Lentamente Gabriela logró recuperarse de un cuadro que parecía irreversible. Volvió a su casa con 40 kilos, graves problemas en los riñones (que casi le valen un trasplante) y la visión muy comprometida. Todavía recuerda la cara de susto de su hijo Pedro cuando la vio después de tanto tiempo de ausencia, donde nadie supo explicarle que su mamá podía morirse. "Cuando volví a casa me acuerdo que Pedro lloraba y me decía 'quiero a mi mamá verdadera. Vos no sos si no servís ni para leerme un cuento', porque yo todavía no veía". 

"A partir de que esto empezó en Diputados fue un movimiento y una revolución para mí de revivir, recordar y enterarme de cosas", dice Gabriela, que reconoce haber tenido fuertes contradicciones al momento de tomar una posición. Sin embargo, el relato de una médica en televisión que hablaba sobre su fe religiosa y a la vez su responsabilidad de cuidar la vida de las mujeres la conmovió hasta las lágrimas. Esa misma noche su hermana le sugirió que escribiera una carta que luego publicó también su hijo y Juana Repetto en sus cuentas Instagram y le permitieron después de muchos años hacer pública su historia.

"El primero que me llamó fue mi hijo y me dijo 'mamá gracias por elegirme, gracias por cuidarme, gracias por estar ahí, por no haberte rendido'. Me dijo unas cosas que para una mamá son tremendas", dice y se emociona. "Cuando yo decido quedarme sólo pensaba en cuidar mi vida y la de mi hijo que ya vive, ya existe, que está caminando, me llama, me pide, me está buscando y me espera. Yo me quedaba sin un hijo pero él se queda sin mamá y yo también decidí tenerlo a él".
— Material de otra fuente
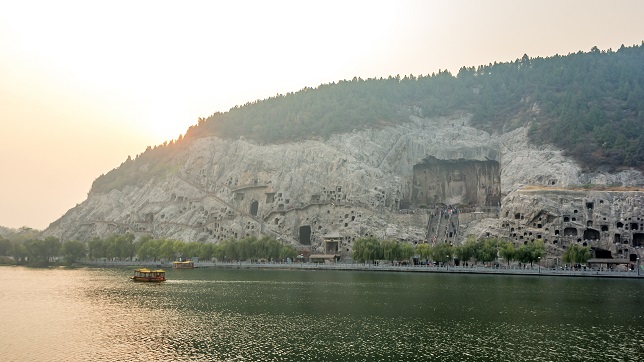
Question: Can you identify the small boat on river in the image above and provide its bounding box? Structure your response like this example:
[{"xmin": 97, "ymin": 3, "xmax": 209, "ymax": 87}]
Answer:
[
  {"xmin": 172, "ymin": 260, "xmax": 195, "ymax": 269},
  {"xmin": 130, "ymin": 268, "xmax": 165, "ymax": 283}
]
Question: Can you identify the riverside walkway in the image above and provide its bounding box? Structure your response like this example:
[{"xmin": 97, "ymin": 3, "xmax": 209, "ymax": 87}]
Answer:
[{"xmin": 79, "ymin": 261, "xmax": 644, "ymax": 280}]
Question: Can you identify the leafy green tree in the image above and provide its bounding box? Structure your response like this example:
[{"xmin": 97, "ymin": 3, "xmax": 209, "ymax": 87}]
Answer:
[
  {"xmin": 431, "ymin": 243, "xmax": 454, "ymax": 263},
  {"xmin": 352, "ymin": 237, "xmax": 382, "ymax": 262},
  {"xmin": 61, "ymin": 240, "xmax": 87, "ymax": 264},
  {"xmin": 380, "ymin": 239, "xmax": 400, "ymax": 261},
  {"xmin": 0, "ymin": 236, "xmax": 13, "ymax": 256},
  {"xmin": 499, "ymin": 241, "xmax": 517, "ymax": 266},
  {"xmin": 400, "ymin": 243, "xmax": 416, "ymax": 261},
  {"xmin": 516, "ymin": 240, "xmax": 545, "ymax": 266},
  {"xmin": 416, "ymin": 243, "xmax": 432, "ymax": 260},
  {"xmin": 476, "ymin": 238, "xmax": 498, "ymax": 263},
  {"xmin": 87, "ymin": 237, "xmax": 107, "ymax": 260},
  {"xmin": 11, "ymin": 241, "xmax": 29, "ymax": 263},
  {"xmin": 454, "ymin": 236, "xmax": 477, "ymax": 262},
  {"xmin": 279, "ymin": 245, "xmax": 297, "ymax": 259}
]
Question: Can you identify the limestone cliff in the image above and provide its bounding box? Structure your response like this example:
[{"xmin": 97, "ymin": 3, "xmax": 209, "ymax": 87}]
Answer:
[{"xmin": 45, "ymin": 115, "xmax": 644, "ymax": 253}]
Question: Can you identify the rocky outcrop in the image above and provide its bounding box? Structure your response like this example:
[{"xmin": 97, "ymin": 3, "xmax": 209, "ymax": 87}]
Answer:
[{"xmin": 45, "ymin": 115, "xmax": 644, "ymax": 258}]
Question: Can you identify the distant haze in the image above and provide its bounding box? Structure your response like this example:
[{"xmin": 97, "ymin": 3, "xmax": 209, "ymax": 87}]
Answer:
[{"xmin": 0, "ymin": 0, "xmax": 644, "ymax": 229}]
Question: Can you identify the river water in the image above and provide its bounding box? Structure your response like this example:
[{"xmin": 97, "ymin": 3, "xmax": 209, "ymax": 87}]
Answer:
[{"xmin": 0, "ymin": 267, "xmax": 644, "ymax": 361}]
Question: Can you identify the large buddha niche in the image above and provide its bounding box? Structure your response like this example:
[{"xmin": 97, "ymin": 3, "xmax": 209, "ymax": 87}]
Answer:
[{"xmin": 412, "ymin": 156, "xmax": 501, "ymax": 207}]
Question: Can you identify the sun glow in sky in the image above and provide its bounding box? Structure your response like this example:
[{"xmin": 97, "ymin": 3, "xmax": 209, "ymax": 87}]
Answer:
[{"xmin": 0, "ymin": 0, "xmax": 644, "ymax": 229}]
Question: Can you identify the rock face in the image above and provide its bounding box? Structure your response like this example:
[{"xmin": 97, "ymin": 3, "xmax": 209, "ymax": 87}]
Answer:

"Nadie quiere matar. En el momento de la internación se está dirimiendo entre dos vidas pero todo lo que de verdad existe alrededor de uno no son esas dos nada más. Es una mirada chiquitita esa. Es una falacia porque no se trata de una u otra. Se trata de la que ya está y la que todavía es 'proyecto de'".

(Damián Rodríguez)
(Damián Rodríguez)

"Aunque la mayoría de los comentarios son amorosos hay gente que me pega y me dice cosas espantosas", lamenta. "Mientras no te exponés eso no te pasa pero yo me decía a mí misma: 'Hace 22 años vos soñabas con hacer algo para cambiarlo ¿ahora aparece la posibilidad y no te vas a mover?' Fueron dos días que creo que contesté 2 mil mensajes de gente que no sé ni quién es".

Gabriela es católica, incluso fue catequista, pero insiste en la importancia de "abrir la cabeza" y entender que "hay cuestiones que tienen que ver con la salud pública y el cuidado de las personas": "Los senadores tienen que acordarse que son funcionarios que tienen que legislar para el bien común y no por sus creencias personales o por lo que a ellos le gustaría que pase en su familia".

"Para mi tiene un peso muy grande porque se está cerrando un ciclo. A mí no me paraba en la cabeza  que esto tenía que servir para algo", concluye. "Todo lo que vivimos como comunidad tiene que sumar para que podamos ser mejores. Para mí abrirlo tiene que ver con eso, más allá de que pase con la ley, lo bueno es que haya gente que pueda replantearse algunas cosas, pensar desde otro lugares, que haya mujeres sin voz que se puedan sentir representadas y escuchadas".